I’m genuinely sorry that your relationship has come to an end. My circumstances were a bit different than yours, but it hurts regardless of the backstory.

lilybetsy · 22/02/2021 13:35

the longer he goes without working the more likely it is that he could claim spousal maintenance . It sounds totally unsalvageable, mostly because he is not willing to change anything. If you have no voice in how your life is panning out why on earth would you stay ?
I was the main ( and at times only) breadwinner in my marriage, and the strain was one of the things that contributed to its breakdown... if you are working as team with joint voice and a feeling that you are sharing the family 'work' you have a chance, otherwise ? none

goody2shooz · 22/02/2021 16:56

Can you cut down your working hours and still keep afloat? Yes you’ll lose money/income (that you could squirrel away for a leaving fund) but it would give you more time with the children and maybe reduce his claims on you? Best plan is to speak to a good lawyer and find out the definite facts.

PPNC · 22/02/2021 17:03

I divorced, well judicially separated divorce pending, my ex. Owned and paid for the home, breadwinner etc etc. He was unemployed at the time and would “look” like the main parent, although he actually did Jack.

I was given the same advice by my solicitor, if I carried on I’d end up paying him spousal maintenance. Luckily for me he had no interest in taking the kids and I paid him off basically in a flat/car, taking on all debts, and have since moved on.

It’s hard but better to bite the bullet and then rebuild.

Mercier1 · 22/02/2021 23:54

@goody2shooz no I couldn’t my salary from my job covers bills and not even our food bill so we need my biz income too. It’s not possible right now to cut back. My dream is to quit my steady job to focus on my business. Sigh

OP posts:
Mercier1 · 22/02/2021 23:55

@lilybetsy that’s really hi a nerve. Having no voice in how my life pans out. That’s how it feels right now. Just going through the motions

OP posts:
Mercier1 · 23/02/2021 00:01

@PaterPower thanks for your kindness. His parents put the deposit in but we lived there from day one together- I always paid In 40% of our costs in proportion to my salary compared to his. We made some money on that house sale and his parents gifted us some more cash for this house which I assumed we would be in forever-ish. I would be devastated to sell it. Although I did not put in the deposit etc I spent about 15K last year on the house, and now I pay for everything. So I think that’s pretty fair.

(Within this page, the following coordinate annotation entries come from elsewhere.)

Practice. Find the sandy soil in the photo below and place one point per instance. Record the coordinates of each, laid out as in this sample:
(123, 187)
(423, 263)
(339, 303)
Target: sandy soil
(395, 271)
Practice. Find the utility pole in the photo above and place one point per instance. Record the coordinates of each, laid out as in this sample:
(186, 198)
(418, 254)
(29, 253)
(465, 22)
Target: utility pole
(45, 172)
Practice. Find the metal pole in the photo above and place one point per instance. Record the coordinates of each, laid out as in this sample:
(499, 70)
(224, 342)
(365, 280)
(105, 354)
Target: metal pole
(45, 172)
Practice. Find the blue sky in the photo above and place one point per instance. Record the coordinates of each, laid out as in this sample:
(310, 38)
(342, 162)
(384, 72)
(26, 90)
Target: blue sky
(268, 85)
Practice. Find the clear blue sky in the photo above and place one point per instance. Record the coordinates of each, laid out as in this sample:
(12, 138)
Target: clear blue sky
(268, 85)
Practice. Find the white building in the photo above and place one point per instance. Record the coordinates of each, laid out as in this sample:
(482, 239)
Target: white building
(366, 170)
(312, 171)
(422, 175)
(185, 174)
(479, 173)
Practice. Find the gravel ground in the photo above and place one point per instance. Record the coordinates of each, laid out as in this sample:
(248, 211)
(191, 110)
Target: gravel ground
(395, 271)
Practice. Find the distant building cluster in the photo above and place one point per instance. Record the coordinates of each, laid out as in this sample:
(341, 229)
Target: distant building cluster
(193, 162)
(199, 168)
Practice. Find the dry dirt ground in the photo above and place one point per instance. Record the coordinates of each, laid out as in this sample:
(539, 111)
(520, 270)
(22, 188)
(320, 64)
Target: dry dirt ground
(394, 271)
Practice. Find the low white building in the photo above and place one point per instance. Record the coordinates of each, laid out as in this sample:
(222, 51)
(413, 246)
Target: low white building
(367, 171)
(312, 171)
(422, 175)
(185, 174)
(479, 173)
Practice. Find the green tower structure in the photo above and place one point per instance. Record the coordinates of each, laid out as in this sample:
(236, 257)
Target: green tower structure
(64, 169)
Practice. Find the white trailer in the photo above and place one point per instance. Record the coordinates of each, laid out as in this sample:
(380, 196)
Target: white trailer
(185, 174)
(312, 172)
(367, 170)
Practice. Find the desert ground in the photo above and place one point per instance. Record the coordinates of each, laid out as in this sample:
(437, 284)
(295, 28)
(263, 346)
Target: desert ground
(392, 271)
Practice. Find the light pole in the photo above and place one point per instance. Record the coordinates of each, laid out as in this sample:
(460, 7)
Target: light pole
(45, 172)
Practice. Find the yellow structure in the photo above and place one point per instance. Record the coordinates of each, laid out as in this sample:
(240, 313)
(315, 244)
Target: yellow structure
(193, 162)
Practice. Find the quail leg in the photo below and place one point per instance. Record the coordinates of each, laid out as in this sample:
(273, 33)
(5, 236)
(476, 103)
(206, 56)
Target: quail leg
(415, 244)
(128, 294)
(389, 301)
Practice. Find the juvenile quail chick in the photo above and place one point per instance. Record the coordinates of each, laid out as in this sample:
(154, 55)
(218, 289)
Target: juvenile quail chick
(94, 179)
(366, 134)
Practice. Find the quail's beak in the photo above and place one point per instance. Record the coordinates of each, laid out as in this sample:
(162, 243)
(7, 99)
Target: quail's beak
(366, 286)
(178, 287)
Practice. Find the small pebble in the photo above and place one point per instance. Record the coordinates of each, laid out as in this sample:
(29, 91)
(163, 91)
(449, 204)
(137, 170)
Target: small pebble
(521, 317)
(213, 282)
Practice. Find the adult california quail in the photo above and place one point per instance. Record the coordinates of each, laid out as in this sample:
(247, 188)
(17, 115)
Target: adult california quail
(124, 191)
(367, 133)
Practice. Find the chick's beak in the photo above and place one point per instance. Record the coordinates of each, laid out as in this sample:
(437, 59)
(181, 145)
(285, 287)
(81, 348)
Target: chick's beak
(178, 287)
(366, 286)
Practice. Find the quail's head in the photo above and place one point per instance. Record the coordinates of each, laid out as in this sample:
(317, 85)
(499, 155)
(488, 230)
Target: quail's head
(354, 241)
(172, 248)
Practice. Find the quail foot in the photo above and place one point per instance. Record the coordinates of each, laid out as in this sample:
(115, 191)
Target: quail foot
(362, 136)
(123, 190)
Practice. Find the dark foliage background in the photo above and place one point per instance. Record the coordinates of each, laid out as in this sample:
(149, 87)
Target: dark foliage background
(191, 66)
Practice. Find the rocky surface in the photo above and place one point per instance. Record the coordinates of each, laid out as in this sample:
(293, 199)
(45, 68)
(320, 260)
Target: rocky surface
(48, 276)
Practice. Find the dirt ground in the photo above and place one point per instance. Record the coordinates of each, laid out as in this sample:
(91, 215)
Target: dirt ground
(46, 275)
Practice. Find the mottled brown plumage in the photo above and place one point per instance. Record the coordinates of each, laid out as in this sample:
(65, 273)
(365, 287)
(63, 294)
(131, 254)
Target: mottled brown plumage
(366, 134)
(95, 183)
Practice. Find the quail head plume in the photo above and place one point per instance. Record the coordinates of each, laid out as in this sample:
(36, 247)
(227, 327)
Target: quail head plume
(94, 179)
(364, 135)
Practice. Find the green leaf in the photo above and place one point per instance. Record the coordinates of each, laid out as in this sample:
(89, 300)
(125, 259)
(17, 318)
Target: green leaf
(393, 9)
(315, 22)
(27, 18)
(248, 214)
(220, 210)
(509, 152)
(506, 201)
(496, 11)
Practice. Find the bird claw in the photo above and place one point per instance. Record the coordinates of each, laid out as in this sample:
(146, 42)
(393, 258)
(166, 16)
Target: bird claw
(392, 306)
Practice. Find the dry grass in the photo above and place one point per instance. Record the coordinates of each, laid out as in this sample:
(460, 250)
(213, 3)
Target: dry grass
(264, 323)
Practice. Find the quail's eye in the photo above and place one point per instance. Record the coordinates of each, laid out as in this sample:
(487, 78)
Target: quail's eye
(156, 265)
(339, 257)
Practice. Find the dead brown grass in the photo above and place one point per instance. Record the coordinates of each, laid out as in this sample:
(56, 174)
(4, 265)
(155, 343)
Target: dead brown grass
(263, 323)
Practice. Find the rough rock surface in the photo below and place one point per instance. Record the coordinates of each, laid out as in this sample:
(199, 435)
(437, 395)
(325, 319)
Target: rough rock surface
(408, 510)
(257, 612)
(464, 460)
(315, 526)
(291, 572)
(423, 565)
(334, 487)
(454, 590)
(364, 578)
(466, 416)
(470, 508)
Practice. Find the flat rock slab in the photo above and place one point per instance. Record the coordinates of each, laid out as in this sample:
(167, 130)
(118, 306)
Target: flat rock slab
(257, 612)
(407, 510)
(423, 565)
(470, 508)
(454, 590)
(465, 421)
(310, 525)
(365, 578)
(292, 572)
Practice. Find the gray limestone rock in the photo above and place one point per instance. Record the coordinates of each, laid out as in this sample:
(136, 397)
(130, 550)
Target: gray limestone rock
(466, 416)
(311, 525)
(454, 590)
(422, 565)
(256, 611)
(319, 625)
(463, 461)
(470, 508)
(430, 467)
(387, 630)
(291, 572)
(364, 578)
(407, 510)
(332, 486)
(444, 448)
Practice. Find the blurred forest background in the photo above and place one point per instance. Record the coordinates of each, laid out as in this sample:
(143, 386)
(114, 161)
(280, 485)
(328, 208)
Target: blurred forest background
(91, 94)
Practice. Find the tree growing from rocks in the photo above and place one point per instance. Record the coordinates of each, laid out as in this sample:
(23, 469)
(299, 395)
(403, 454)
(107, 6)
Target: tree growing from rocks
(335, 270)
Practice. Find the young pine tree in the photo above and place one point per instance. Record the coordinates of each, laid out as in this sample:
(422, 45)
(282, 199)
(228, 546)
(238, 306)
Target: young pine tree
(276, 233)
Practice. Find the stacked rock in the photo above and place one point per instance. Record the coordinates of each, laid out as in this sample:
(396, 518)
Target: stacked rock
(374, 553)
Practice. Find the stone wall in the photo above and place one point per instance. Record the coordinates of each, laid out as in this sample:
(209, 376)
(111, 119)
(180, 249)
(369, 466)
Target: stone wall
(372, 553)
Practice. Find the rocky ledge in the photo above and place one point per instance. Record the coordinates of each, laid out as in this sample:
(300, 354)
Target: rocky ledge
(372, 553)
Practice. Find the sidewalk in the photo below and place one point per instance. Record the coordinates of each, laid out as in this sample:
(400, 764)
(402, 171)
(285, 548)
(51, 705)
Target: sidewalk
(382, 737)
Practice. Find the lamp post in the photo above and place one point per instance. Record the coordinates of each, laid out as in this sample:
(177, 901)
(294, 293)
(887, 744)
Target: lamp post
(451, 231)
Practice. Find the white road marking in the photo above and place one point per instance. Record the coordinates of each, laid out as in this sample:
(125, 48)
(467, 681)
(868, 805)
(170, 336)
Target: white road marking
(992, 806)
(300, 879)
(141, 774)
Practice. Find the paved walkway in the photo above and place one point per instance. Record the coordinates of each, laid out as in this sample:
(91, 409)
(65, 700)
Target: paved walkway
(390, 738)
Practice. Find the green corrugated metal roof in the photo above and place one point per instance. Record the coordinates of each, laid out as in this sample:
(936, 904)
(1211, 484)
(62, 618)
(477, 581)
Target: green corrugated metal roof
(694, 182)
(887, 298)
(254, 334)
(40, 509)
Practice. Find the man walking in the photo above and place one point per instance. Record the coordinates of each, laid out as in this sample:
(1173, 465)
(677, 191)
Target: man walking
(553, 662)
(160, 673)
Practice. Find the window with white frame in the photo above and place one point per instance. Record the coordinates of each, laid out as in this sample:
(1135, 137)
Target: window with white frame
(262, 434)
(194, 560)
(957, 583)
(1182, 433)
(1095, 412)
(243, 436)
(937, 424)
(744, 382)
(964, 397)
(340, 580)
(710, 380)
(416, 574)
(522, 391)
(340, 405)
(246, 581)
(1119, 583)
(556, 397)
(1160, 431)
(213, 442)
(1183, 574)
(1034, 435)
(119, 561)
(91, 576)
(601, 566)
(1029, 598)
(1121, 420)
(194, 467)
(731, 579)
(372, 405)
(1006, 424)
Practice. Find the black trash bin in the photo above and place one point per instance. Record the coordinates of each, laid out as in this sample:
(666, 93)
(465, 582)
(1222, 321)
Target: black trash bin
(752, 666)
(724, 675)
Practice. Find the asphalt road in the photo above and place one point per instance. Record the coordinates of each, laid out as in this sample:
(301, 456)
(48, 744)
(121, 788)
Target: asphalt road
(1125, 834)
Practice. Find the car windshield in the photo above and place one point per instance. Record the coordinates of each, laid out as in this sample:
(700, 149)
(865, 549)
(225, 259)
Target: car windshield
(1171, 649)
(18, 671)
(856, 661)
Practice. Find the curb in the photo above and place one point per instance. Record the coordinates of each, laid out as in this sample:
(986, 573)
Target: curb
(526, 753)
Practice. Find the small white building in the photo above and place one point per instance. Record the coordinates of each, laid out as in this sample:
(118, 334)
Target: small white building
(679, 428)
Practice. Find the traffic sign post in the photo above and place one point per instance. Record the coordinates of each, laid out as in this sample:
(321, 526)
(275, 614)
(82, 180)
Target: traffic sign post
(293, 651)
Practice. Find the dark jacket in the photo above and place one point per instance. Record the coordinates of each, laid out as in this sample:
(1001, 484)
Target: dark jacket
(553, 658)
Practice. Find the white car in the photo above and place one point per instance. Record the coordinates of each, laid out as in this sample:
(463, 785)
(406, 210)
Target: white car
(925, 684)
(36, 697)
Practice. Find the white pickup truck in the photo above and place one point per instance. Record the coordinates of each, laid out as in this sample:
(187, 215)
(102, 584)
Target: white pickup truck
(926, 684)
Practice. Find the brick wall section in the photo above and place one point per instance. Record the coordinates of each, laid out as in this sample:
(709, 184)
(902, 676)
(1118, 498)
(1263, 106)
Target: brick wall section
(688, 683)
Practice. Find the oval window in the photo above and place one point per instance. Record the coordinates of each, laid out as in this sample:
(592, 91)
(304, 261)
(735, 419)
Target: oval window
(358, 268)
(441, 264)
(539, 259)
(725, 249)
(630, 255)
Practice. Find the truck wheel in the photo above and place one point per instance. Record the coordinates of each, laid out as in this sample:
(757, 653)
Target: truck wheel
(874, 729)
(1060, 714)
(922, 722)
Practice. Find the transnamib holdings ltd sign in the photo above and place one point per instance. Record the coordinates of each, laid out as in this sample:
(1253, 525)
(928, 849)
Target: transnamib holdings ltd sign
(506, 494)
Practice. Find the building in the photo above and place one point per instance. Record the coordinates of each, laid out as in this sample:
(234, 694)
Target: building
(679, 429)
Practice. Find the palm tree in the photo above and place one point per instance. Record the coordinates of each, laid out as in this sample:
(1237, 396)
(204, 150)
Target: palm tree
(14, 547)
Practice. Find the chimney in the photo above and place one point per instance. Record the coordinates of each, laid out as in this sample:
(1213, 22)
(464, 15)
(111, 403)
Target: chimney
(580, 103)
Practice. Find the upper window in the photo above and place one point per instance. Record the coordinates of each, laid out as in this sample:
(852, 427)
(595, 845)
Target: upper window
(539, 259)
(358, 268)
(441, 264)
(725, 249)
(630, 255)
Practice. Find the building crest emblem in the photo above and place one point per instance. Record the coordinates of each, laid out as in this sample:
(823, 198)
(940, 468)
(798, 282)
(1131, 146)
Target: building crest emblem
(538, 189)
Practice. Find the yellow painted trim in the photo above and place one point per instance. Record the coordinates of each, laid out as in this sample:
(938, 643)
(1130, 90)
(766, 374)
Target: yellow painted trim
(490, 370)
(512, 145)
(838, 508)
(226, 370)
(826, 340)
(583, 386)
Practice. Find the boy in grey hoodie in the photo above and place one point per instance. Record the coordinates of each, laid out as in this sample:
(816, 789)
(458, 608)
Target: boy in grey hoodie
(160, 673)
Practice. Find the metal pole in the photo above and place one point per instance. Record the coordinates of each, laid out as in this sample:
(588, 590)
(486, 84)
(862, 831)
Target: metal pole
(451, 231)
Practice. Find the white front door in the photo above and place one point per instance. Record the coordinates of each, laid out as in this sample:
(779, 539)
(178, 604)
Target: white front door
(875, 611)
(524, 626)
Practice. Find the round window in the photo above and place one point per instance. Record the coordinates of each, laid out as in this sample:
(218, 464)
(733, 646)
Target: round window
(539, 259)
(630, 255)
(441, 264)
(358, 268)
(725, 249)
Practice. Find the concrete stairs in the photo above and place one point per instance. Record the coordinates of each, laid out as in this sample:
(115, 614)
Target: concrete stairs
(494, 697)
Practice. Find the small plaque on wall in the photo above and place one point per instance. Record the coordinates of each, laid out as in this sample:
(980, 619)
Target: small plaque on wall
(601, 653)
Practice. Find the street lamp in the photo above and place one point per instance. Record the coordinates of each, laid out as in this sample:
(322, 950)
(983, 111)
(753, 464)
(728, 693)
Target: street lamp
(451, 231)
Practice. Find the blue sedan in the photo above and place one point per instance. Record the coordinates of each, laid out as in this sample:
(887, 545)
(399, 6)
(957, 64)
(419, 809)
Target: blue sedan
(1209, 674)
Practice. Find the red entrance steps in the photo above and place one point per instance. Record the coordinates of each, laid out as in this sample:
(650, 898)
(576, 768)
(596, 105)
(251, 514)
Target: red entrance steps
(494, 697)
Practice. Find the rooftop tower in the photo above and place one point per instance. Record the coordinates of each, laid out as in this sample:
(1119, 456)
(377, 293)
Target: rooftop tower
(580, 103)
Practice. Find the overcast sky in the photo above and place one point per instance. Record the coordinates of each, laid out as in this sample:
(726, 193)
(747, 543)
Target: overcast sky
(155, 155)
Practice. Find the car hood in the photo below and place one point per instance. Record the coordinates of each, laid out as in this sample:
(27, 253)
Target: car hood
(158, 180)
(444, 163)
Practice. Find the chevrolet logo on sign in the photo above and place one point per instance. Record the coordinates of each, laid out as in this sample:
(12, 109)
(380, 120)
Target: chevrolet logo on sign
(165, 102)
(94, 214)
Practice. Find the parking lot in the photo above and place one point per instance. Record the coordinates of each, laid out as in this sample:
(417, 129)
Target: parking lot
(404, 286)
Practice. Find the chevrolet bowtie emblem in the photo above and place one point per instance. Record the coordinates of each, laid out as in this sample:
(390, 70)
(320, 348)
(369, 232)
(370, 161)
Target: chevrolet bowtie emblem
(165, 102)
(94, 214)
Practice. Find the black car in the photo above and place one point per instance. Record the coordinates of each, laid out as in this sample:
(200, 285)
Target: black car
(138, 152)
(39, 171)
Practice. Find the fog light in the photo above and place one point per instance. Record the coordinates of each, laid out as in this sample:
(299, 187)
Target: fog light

Thing is if we split i would have to pay childcare for my kids, pay a mortgage alone, it just all seems massive. Scary etc

OP posts:
rawalpindithelabrador · 23/02/2021 00:09

The mistake was not splitting up when he refused to look for another job after being made redundant despite your not having agreed to be SAHP together. It's probably best to bite the bullet as it's only been almost a year since he wasn't working.

fairypangolin · 23/02/2021 00:53

@Mercier1 I was in in a similar situation to yours in that my ex basically gave up on working yet wasn't willing to be a true SAHP and do the childcare, cooking, house maintenance, etc. Basically I was just supposed to support him and be grateful when he felt like doing a load of laundry or picked up the kids from school.

I would consult another lawyer about spousal maintenance. I don't think you would be expected to support him just because he isn't earning when he could be. It's supposed to compensate spouses who gave up a promising career to support the other by doing the traditional homemaker role. Just because he does the cooking now doesn't mean he's doing that, and it doesn't sound like it from your comments on chores that he is. If he looks after the children more than 50-50 you may have to pay him child support, but that's for them (and presumably that money comes out of your earnings now anyway).

Good luck!

Geppili · 23/02/2021 01:05

Op, does he have a dink/drug/ambit/dependency? I really feel for you. I don't like the sound of him berating you for what you have said in counselling. It sounds quite abusive. Is he good to you in any way?